Gee whiz, here comes that G20 again. Finance ministers and central bankers from the Group of 20 principal economic powers have just met in Gyeongju, South Korea, for detailed advance work for the November summit of heads of member governments in Seoul.
This latest gathering of finance gurus has occurred as the United States dollar slides against other currencies, fiscal and payment deficits continue to balloon, and financial services firms remain mired in mortgage foreclosure review misbehavior.
From a more personal perspectives in the United States, unemployment persists unacceptably high near 10 percent, individual private debt remains a heavy collective burden, and political rhetoric escalates emotionally just before the November elections.
Who cares about a gathering of government big shots who dwell in a world removed from the average person?
The answer is you should care, for several central reasons.
Today, actions taken by these officials have profound lasting impacts on the majority of the population of the world. National finance ministries manage international policy machinery, which is proving to be remarkably effective, and this system long-term has undeniably promoted both global economic prosperity and international political stability.

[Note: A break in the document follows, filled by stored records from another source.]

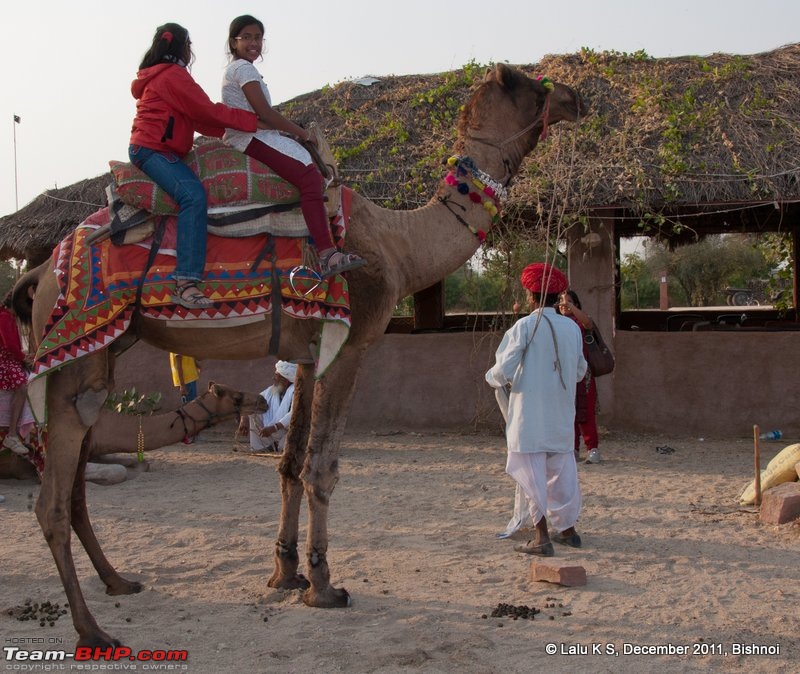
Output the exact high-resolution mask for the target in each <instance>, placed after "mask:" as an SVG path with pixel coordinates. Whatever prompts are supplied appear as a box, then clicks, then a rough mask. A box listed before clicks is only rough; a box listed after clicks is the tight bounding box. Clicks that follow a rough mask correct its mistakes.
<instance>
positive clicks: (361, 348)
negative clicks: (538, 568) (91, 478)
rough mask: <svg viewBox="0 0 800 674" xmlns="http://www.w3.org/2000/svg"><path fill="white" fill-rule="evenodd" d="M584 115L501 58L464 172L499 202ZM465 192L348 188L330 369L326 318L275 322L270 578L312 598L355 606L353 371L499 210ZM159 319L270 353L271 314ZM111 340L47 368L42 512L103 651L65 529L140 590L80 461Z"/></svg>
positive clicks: (91, 551) (470, 255)
mask: <svg viewBox="0 0 800 674" xmlns="http://www.w3.org/2000/svg"><path fill="white" fill-rule="evenodd" d="M585 110H586V109H585V106H584V104H583V102H582V100H581V98H580V96H579V95H578V94H577V93H576V92H575V91H573V90H572V89H571V88H570V87H568V86H566V85H563V84H558V83H552V82H550V81H549V80H534V79H531V78H529V77H527V76H526V75H525V74H524V73H521V72H520V71H518V70H515V69H513V68H511V67H509V66H505V65H502V64H498V65H496V66H495V67H493V68H491V69H490V70H489V71H488V72H487V75H486V77H485V78H484V80H483V81H482V82H481V83H480V85H479V86H478V87H477V89H476V91H475V92H474V93H473V94H472V96H471V98H470V100H469V101H468V103H467V104H466V106H465V108H464V110H463V112H462V115H461V118H460V120H459V129H458V131H459V134H458V138H457V141H456V144H455V148H454V149H455V154H456V155H459V156H461V157H463V158H465V159H467V161H466V162H465V164H464V165H465V166H466V170H467V172H468V173H471V174H472V175H471V178H468V180H470V181H471V179H476V180H479V181H480V182H481V184H482V185H484V186H489V187H491V188H492V189H491V190H489V191H487V190H486V189H483V190H482V193H483V194H484V196H485V195H489V196H490V197H491V194H490V192H492V193H493V194H494V195H495V197H501V196H502V194H503V192H504V190H505V188H506V187H507V186H508V184H509V183H510V181H511V179H512V178H513V176H514V175H515V174H516V172H517V171H518V170H519V167H520V164H521V163H522V160H523V158H524V157H525V156H526V155H527V154H528V153H529V152H530V151H531V150H533V148H534V147H535V146H536V144H537V143H538V141H539V137H540V134H541V133H542V131H543V130H544V129H546V128H547V125H548V124H549V125H553V124H556V123H557V122H560V121H562V120H568V121H573V122H574V121H577V120H578V119H579V118H580V117H581V115H583V114H584V112H585ZM450 175H452V174H450ZM468 189H471V190H473V194H472V195H470V194H464V193H462V192H461V191H459V186H457V185H453V184H452V183H451V182H448V181H447V180H445V181H443V183H442V184H441V186H440V187H439V189H438V191H437V193H436V195H435V197H434V198H433V199H432V200H431V201H430V202H429V203H428V204H427V205H425V206H423V207H421V208H419V209H416V210H412V211H392V210H389V209H385V208H381V207H379V206H377V205H376V204H374V203H372V202H370V201H369V200H367V199H366V198H364V197H361V196H360V195H358V194H354V195H353V201H352V209H351V217H350V223H349V225H348V234H347V244H348V248H349V249H351V250H353V251H354V252H356V253H358V254H359V255H360V256H362V257H363V258H365V259H366V260H367V262H368V264H367V265H366V266H365V267H362V268H361V269H358V270H355V271H352V272H348V274H349V275H348V282H349V286H350V302H351V311H352V328H351V330H350V334H349V338H348V340H347V342H346V343H345V344H344V346H343V347H342V349H341V351H340V352H339V354H338V356H337V357H336V358H335V359H334V361H333V362H332V364H331V365H330V366H329V367H328V368H327V370H326V371H325V373H324V375H322V376H320V377H316V376H315V368H314V362H313V359H312V358H311V357H310V355H309V347H310V345H311V344H313V343H314V342H315V340H316V339H318V334H319V331H320V325H319V323H318V322H316V321H314V320H298V319H296V318H294V317H290V316H287V315H286V314H283V315H282V316H281V318H280V330H281V333H280V345H279V348H278V353H277V356H278V357H279V358H281V359H283V360H287V361H293V362H295V363H297V364H298V365H299V367H298V377H297V381H296V387H295V397H294V401H293V417H292V421H291V423H290V425H289V429H288V436H287V444H286V449H285V451H284V454H283V456H282V458H281V461H280V463H279V465H278V472H279V474H280V485H281V499H282V505H281V513H280V523H279V529H278V538H277V541H276V544H275V551H274V563H275V569H274V571H273V573H272V575H271V577H270V578H269V580H268V582H267V584H268V586H269V587H272V588H280V589H300V590H302V591H303V594H302V596H303V601H304V603H305V604H306V605H308V606H312V607H319V608H337V607H346V606H349V605H350V603H351V599H350V595H349V593H348V592H347V590H346V589H344V588H337V587H334V586H333V585H332V584H331V579H330V568H329V566H328V561H327V550H328V528H327V524H328V509H329V507H330V501H331V496H332V494H333V491H334V487H335V486H336V483H337V482H338V480H339V462H338V456H339V445H340V441H341V438H342V435H343V433H344V429H345V424H346V421H347V413H348V409H349V406H350V402H351V399H352V396H353V392H354V388H355V385H356V380H357V376H358V371H359V367H360V365H361V362H362V360H363V358H364V355H365V352H366V350H367V349H368V347H369V346H370V345H371V344H372V343H374V342H375V341H376V340H378V339H379V338H380V337H381V336H382V335H383V333H384V331H385V329H386V326H387V325H388V323H389V320H390V318H391V316H392V310H393V309H394V307H395V305H396V304H397V303H398V302H399V301H400V299H401V298H403V297H406V296H408V295H411V294H413V293H415V292H417V291H420V290H423V289H425V288H427V287H429V286H431V285H433V284H434V283H436V282H438V281H440V280H441V279H443V278H444V277H446V276H447V275H448V274H449V273H451V272H453V271H455V270H456V269H457V268H458V267H459V266H460V265H462V264H463V263H464V262H465V261H467V260H468V259H469V258H470V257H471V256H472V255H473V254H474V253H475V251H476V250H477V249H478V247H479V245H480V236H479V235H480V233H482V232H485V231H486V230H488V229H489V227H490V226H491V219H492V217H493V214H492V213H491V206H490V205H489V204H488V203H480V202H481V200H483V199H484V197H482V196H480V195H478V201H479V203H475V200H474V199H473V198H470V197H472V196H474V195H475V192H474V188H472V187H471V186H468ZM486 201H487V202H488V201H489V199H488V198H487V199H486ZM492 203H494V200H492ZM482 206H483V207H482ZM473 232H475V233H473ZM476 233H477V234H476ZM29 274H32V275H33V276H34V277H35V282H36V283H37V289H36V294H35V297H34V299H33V304H32V307H31V311H32V320H33V333H32V334H33V335H41V334H42V333H43V328H44V326H45V324H46V321H47V318H48V315H49V314H50V313H51V311H52V309H53V307H54V306H55V304H56V299H57V296H58V284H57V282H56V277H55V275H54V274H53V268H52V261H51V262H48V263H46V265H44V266H43V267H40V268H37V269H36V270H33V271H32V272H29ZM23 280H24V279H23ZM30 282H31V281H30V280H29V281H28V283H30ZM20 283H22V281H21V282H20ZM25 293H26V290H25V288H21V287H20V285H19V284H18V286H17V290H16V291H15V298H16V297H19V298H20V299H22V300H24V297H25ZM15 306H17V304H16V302H15ZM163 323H164V321H158V320H153V319H147V318H146V317H143V316H141V315H137V316H136V318H135V320H134V321H133V322H132V325H131V327H130V329H129V334H131V335H132V336H133V337H134V338H138V339H141V340H144V341H146V342H147V343H149V344H151V345H153V346H155V347H157V348H159V349H163V350H164V351H174V352H179V353H184V354H187V355H192V356H194V357H195V358H200V359H207V358H215V359H255V358H261V357H264V356H266V355H268V354H267V352H268V344H269V341H270V339H269V337H270V324H269V321H259V322H257V323H249V324H245V325H239V326H236V327H231V328H226V327H220V328H212V329H209V328H208V327H202V326H200V327H197V328H192V329H182V330H174V329H172V330H170V329H167V327H166V326H165V325H164V324H163ZM176 333H179V334H176ZM126 337H127V335H126ZM112 347H113V344H112V345H111V347H109V348H106V349H104V350H102V351H99V352H96V353H93V354H90V355H87V356H83V357H82V358H79V359H77V360H74V361H71V362H69V363H68V364H67V365H65V366H64V367H62V368H61V369H59V370H56V371H54V372H52V373H50V374H48V375H47V377H48V387H47V405H48V409H49V418H50V426H51V428H50V433H49V437H50V446H49V447H48V457H47V458H48V461H47V467H46V470H45V473H44V477H43V480H42V486H41V490H40V495H39V499H38V501H37V503H36V508H35V512H36V517H37V518H38V521H39V523H40V526H41V528H42V531H43V532H44V535H45V538H46V539H47V542H48V544H49V546H50V550H51V551H52V554H53V557H54V559H55V562H56V565H57V567H58V570H59V573H60V575H61V579H62V582H63V585H64V590H65V592H66V595H67V599H68V601H69V605H70V608H71V610H72V618H73V624H74V626H75V629H76V631H77V632H78V637H79V639H78V645H79V646H89V647H109V646H115V645H119V642H118V641H117V640H116V639H114V638H113V637H111V636H110V635H109V634H107V633H106V632H105V631H103V630H102V629H101V628H100V627H99V626H98V624H97V622H96V621H95V619H94V617H93V615H92V614H91V613H90V611H89V608H88V607H87V605H86V602H85V600H84V597H83V595H82V592H81V588H80V584H79V582H78V578H77V575H76V572H75V567H74V564H73V559H72V553H71V549H70V525H71V526H72V530H74V531H75V533H76V534H77V535H78V538H79V539H80V541H81V542H82V543H83V545H84V547H85V548H86V551H87V553H88V555H89V557H90V559H91V561H92V564H93V565H94V567H95V569H96V570H97V572H98V574H99V575H100V578H101V579H102V581H103V582H104V583H105V585H106V588H107V590H106V591H107V593H108V594H112V595H117V594H126V593H134V592H139V591H140V590H141V589H142V585H141V584H140V583H136V582H132V581H129V580H126V579H125V578H123V577H122V576H121V575H120V574H119V573H118V572H117V571H116V570H115V569H114V567H113V566H112V565H111V563H110V562H109V561H108V560H107V559H106V558H105V556H104V555H103V553H102V551H101V549H100V545H99V543H98V542H97V540H96V538H95V535H94V532H93V531H92V527H91V524H90V523H89V517H88V514H87V511H86V507H85V495H84V487H85V484H84V482H83V477H82V467H83V465H84V464H85V462H86V459H87V457H88V446H87V445H86V444H85V443H84V439H85V437H86V434H87V433H88V432H89V429H90V428H91V427H92V425H93V424H94V423H95V422H96V421H97V417H98V413H99V410H100V407H101V406H102V404H103V401H104V400H105V398H106V396H107V394H108V390H109V383H110V380H111V378H112V372H113V360H114V357H115V355H114V349H113V348H112ZM303 495H305V497H306V501H307V507H308V529H307V534H306V549H305V555H306V561H307V568H306V571H307V573H308V577H306V576H304V575H303V574H301V573H299V571H298V566H299V555H298V552H297V544H298V529H299V517H300V506H301V502H302V499H303Z"/></svg>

That translates into a better, more secure life for most people. The many who have lost money and lost jobs in the recession have better odds to regain economic ground, and recover sooner, because of this relatively stable underlying foundation.
In one sense, the G20 is coming home again through the Korea meetings. The international financial organization was established in 1999, spurred by the Asia financial crisis of 1997. In that experience, the sudden collapse of the Thai currency spread like a financial gasoline fire throughout the enormous Pacific region.
Rapid response by policy leaders, led by the United States, mobilized public and private liquid capital to relieve nearly disastrous financial pressures on the Asia economies. U.S. Federal Reserve Chairman Alan Greenspan and Treasury Secretary Robert Rubin deserve credit for working effectively with President Bill Clinton to calm that earlier crisis.
South Korea was badly hurt by the events of 1997, thanks to excessive financial speculation in the run-up to the crisis. By contrast, the enormous rapidly emerging economy of China, and the sizable relatively sheltered mature economy of Japan, in that context provided useful stabilizing influence.
Japan was a participant in the then-central G7 organization of economically advanced nations. The successor G20 has provided a wider arena to include China, along with Brazil, India and other rapidly industrializing large economies of the world.
The fact that worldwide very poor people are becoming prosperous is good news for everyone. They represent new competitors in the global economy, but also potential new consumers of our products and partners in our investment efforts. Wars are on balance less likely.
President Barack Obama shrewdly picked Pittsburgh as the site for the fall 2009 G20 summit. In the 1980s, that city personified economic decline, as domestic steel manufacturing faded and unemployment approached 20 percent. Sustained high-tech investment has turned that around.
At the 2009 summit, Bill Gates of Microsoft dedicated a new computer science complex at Carnegie-Mellon University. Apple, Disney, Google and Intel are some of the other recent investors in the city.
We've learned through the terrible 20th century experiences that protectionism is ultimately self-defeating, nationalism is dangerous, and there is no substitute for market competition. The G20 provides a workable means of implementing this understanding.